Moviegoers were both shocked and mesmerized by one particular scene in the film, in which the main character—a college student who is bitten by a wolf—transforms into a wolflike monster in a most horrific manner. He screams as his hands and feet lengthen painfully into paws. Thick hair sprouts from his skin as his face extends into a twisting, snarling snout. Sharp claws sprout from the man’s fingertips. Audiences were wowed by how detailed the transformation was, and Rick Baker’s special effects made some people almost believe that werewolves could be real.
Ever since the first humans left their shelters to hunt and gather food, wolves have fascinated us. When people began keeping livestock, wolves—always looking for an easy meal—became our enemies. We eventually hunted them nearly to extinction in Europe. And yet still, we admired the wolf pack for what it was—a killer team, working together to survive—and, in some ways, we wanted to be like them.
Rick Baker had been making monsters all his life. The second mask that ten-year-old Rick made in 1960 was that of a Wolf Man, inspired by a classic movie. The special effects in 1941’s The Wolf Man were not as advanced as those in An American Werewolf in London.
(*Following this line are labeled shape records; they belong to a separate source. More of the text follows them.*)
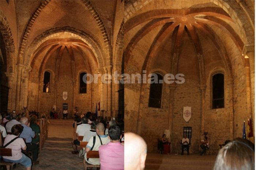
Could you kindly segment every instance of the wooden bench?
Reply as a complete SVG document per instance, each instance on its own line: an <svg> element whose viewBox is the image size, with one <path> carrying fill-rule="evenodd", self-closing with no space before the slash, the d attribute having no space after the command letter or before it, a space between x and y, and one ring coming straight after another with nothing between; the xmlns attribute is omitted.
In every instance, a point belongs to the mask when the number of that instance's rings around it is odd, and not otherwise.
<svg viewBox="0 0 256 170"><path fill-rule="evenodd" d="M8 157L11 157L12 155L12 149L11 148L0 148L0 155L7 156ZM13 169L15 169L16 166L16 163L12 162L9 162L4 161L2 158L0 161L0 165L1 166L5 166L6 169L10 169L12 166L13 166ZM7 167L10 167L10 168L7 168Z"/></svg>
<svg viewBox="0 0 256 170"><path fill-rule="evenodd" d="M90 151L86 154L86 157L87 158L99 158L99 151ZM85 159L84 158L83 162L85 170L88 169L89 167L96 167L97 170L100 169L101 167L100 165L93 165L85 161Z"/></svg>

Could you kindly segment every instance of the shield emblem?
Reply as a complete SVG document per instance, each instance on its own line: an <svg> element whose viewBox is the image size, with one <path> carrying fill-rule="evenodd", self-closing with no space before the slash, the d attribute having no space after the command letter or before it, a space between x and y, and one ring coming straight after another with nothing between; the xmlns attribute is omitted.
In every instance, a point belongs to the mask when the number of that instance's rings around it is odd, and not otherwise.
<svg viewBox="0 0 256 170"><path fill-rule="evenodd" d="M191 107L185 106L183 107L183 118L187 122L191 118Z"/></svg>
<svg viewBox="0 0 256 170"><path fill-rule="evenodd" d="M68 92L63 91L62 94L62 98L65 101L66 101L67 99L68 98Z"/></svg>

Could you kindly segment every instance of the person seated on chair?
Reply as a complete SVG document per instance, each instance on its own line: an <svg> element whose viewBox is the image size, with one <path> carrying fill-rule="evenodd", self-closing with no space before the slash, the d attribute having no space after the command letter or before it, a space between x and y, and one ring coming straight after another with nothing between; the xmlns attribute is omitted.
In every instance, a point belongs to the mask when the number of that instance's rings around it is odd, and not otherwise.
<svg viewBox="0 0 256 170"><path fill-rule="evenodd" d="M77 126L76 127L76 137L78 136L83 136L84 133L86 131L91 130L91 125L88 124L88 119L86 116L83 117L82 119L82 124ZM71 142L72 147L74 149L74 151L72 151L71 153L73 154L78 154L79 152L77 150L77 145L80 145L80 141L78 139L75 139Z"/></svg>
<svg viewBox="0 0 256 170"><path fill-rule="evenodd" d="M187 134L184 134L184 137L181 140L181 155L184 154L184 149L187 148L188 155L189 154L189 139Z"/></svg>
<svg viewBox="0 0 256 170"><path fill-rule="evenodd" d="M30 123L27 117L23 117L20 119L20 123L23 126L23 131L19 136L25 139L27 146L27 150L32 152L32 160L33 164L37 164L39 163L37 161L38 155L38 145L32 143L32 138L35 137L35 134L34 131L30 127Z"/></svg>
<svg viewBox="0 0 256 170"><path fill-rule="evenodd" d="M112 125L109 129L110 142L99 147L101 170L123 170L124 168L124 147L120 143L120 128Z"/></svg>
<svg viewBox="0 0 256 170"><path fill-rule="evenodd" d="M3 156L3 158L5 162L20 163L25 166L26 170L30 170L31 169L32 166L31 159L21 151L22 149L27 149L27 146L23 139L19 137L19 135L22 131L23 129L23 126L19 124L15 124L12 126L11 130L12 134L7 135L4 142L4 146L5 146L12 140L16 138L5 147L6 148L12 149L12 156Z"/></svg>
<svg viewBox="0 0 256 170"><path fill-rule="evenodd" d="M83 161L84 169L87 169L85 161L92 165L99 165L100 163L99 158L87 158L86 157L87 153L91 150L98 151L100 146L106 144L110 142L108 136L105 134L105 126L103 123L98 123L96 125L96 129L97 135L90 138L85 148L86 152L84 154L84 159Z"/></svg>
<svg viewBox="0 0 256 170"><path fill-rule="evenodd" d="M200 142L200 147L203 149L203 151L200 153L200 155L202 155L205 152L207 149L209 149L209 142L208 141L208 138L205 136L204 140Z"/></svg>
<svg viewBox="0 0 256 170"><path fill-rule="evenodd" d="M65 110L63 110L63 119L65 119L65 118L66 117L67 118L67 119L68 119L68 111L65 109Z"/></svg>

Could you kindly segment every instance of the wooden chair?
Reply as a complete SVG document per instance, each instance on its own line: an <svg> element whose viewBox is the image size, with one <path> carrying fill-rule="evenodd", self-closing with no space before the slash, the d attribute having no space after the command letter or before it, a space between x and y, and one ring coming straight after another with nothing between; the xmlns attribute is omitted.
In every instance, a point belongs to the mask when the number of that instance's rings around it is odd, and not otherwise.
<svg viewBox="0 0 256 170"><path fill-rule="evenodd" d="M99 155L98 151L90 151L88 152L86 154L86 157L87 158L99 158ZM96 167L97 169L99 169L100 165L92 165L87 162L84 158L83 158L83 163L85 170L87 170L89 168Z"/></svg>
<svg viewBox="0 0 256 170"><path fill-rule="evenodd" d="M0 155L7 156L8 157L11 157L12 155L12 149L11 148L0 148ZM13 169L15 169L16 166L16 163L12 162L8 162L4 161L1 158L0 161L0 165L5 166L6 169L7 169L7 167L10 167L8 169L11 169L12 166L13 166Z"/></svg>

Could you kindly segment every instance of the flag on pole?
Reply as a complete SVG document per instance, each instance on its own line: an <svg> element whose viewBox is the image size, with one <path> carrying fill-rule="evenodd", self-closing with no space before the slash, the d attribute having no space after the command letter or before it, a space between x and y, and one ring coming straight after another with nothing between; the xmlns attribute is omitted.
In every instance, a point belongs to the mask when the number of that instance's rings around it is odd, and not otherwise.
<svg viewBox="0 0 256 170"><path fill-rule="evenodd" d="M98 103L96 103L96 111L95 112L95 116L96 116L96 118L98 118L98 108L97 108L97 105L98 105Z"/></svg>
<svg viewBox="0 0 256 170"><path fill-rule="evenodd" d="M246 134L245 134L245 123L244 121L244 129L243 129L243 137L242 138L243 139L246 139Z"/></svg>
<svg viewBox="0 0 256 170"><path fill-rule="evenodd" d="M252 137L253 136L252 134L252 118L250 116L250 119L248 119L248 124L249 125L249 131L248 133L248 137Z"/></svg>
<svg viewBox="0 0 256 170"><path fill-rule="evenodd" d="M101 105L99 104L99 108L98 108L98 111L101 111Z"/></svg>

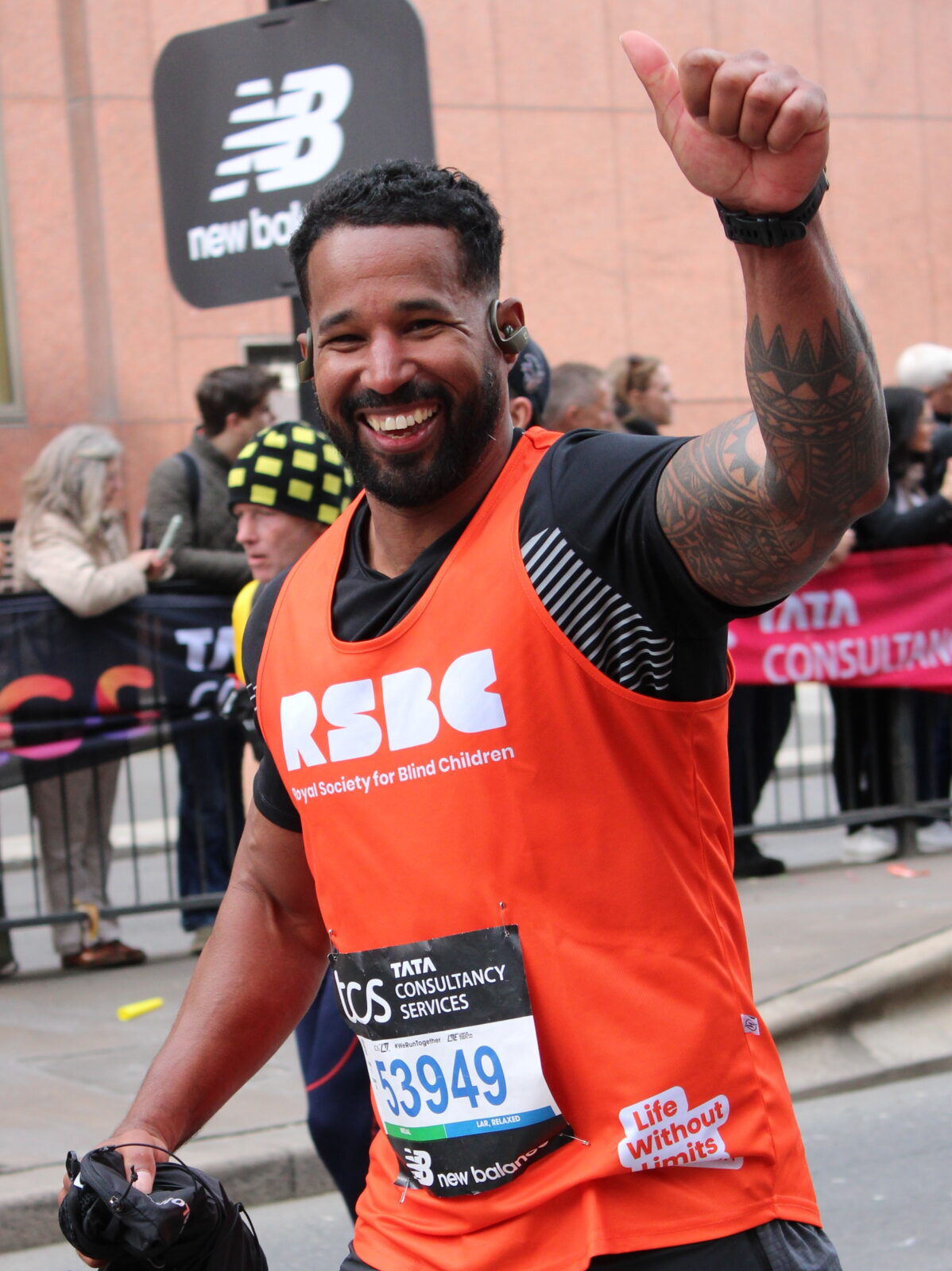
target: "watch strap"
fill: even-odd
[[[829,188],[830,183],[824,169],[803,202],[788,212],[732,211],[724,207],[719,198],[714,200],[714,206],[724,234],[732,243],[745,243],[749,247],[787,247],[788,243],[798,243],[806,238],[807,225],[820,210]]]

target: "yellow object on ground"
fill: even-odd
[[[158,1010],[165,1004],[165,998],[144,998],[141,1002],[130,1002],[116,1010],[117,1019],[135,1019],[136,1016],[145,1016],[150,1010]]]

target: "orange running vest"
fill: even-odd
[[[261,724],[334,947],[517,925],[543,1071],[585,1140],[447,1200],[395,1186],[379,1134],[355,1248],[380,1271],[576,1271],[820,1223],[751,994],[728,694],[623,689],[548,615],[519,511],[555,440],[521,438],[418,604],[360,643],[330,625],[351,507],[291,572],[262,653]]]

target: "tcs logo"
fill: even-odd
[[[435,690],[422,666],[374,680],[332,684],[318,703],[310,693],[292,693],[281,699],[281,741],[289,771],[318,764],[374,755],[384,741],[390,750],[426,746],[445,721],[458,732],[487,732],[506,726],[506,712],[496,683],[491,648],[463,653],[450,662]],[[437,705],[439,703],[439,705]],[[371,712],[383,709],[383,723]],[[319,719],[327,726],[324,749],[314,731]],[[323,740],[323,738],[322,738]]]
[[[383,980],[367,980],[366,999],[361,1002],[364,985],[358,980],[348,980],[346,984],[334,971],[334,984],[337,985],[337,998],[341,1009],[352,1024],[385,1024],[393,1012],[386,998],[381,998],[376,991],[383,989]],[[356,1000],[355,1000],[356,998]],[[361,1009],[361,1008],[366,1009]]]

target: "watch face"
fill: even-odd
[[[724,234],[732,243],[746,243],[749,247],[785,247],[788,243],[798,243],[807,236],[807,225],[816,216],[829,188],[830,183],[824,170],[803,202],[788,212],[754,215],[752,212],[732,211],[717,198],[714,205]]]

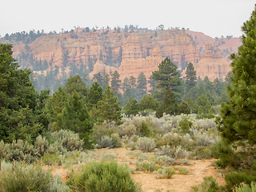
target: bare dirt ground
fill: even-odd
[[[118,149],[101,149],[99,152],[105,152],[116,155],[116,160],[120,163],[127,163],[130,166],[135,166],[134,162],[137,160],[130,155],[129,150],[126,148]],[[134,151],[136,153],[136,150]],[[132,174],[132,177],[136,182],[142,184],[143,191],[155,192],[155,191],[178,191],[186,192],[190,191],[192,186],[198,186],[202,182],[203,178],[212,175],[217,179],[217,182],[224,185],[224,178],[220,177],[217,170],[211,166],[211,163],[214,160],[191,160],[190,166],[183,166],[189,170],[189,174],[186,175],[175,174],[170,179],[156,178],[154,173],[140,172]],[[62,179],[66,178],[66,170],[62,166],[57,166],[53,170],[54,174],[61,174]]]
But at the time, the on-screen man-to-wolf transformation was impressive—even scary!
Surely, though, audiences understood these frightening scenes weren’t real. Werewolves and wolf men couldn’t truly exist. Could they?
Tales about people becoming wolves have been told—and believed—for almost as long as people have been telling stories. From ancient Mesopotamia to the Americas, classical Greek mythology to the Twilight Saga of the twenty-first century.
In early human history, werewolf tales may have been created to help make sense of our world.
Today, we mostly tell them to give people a good scare at the movies.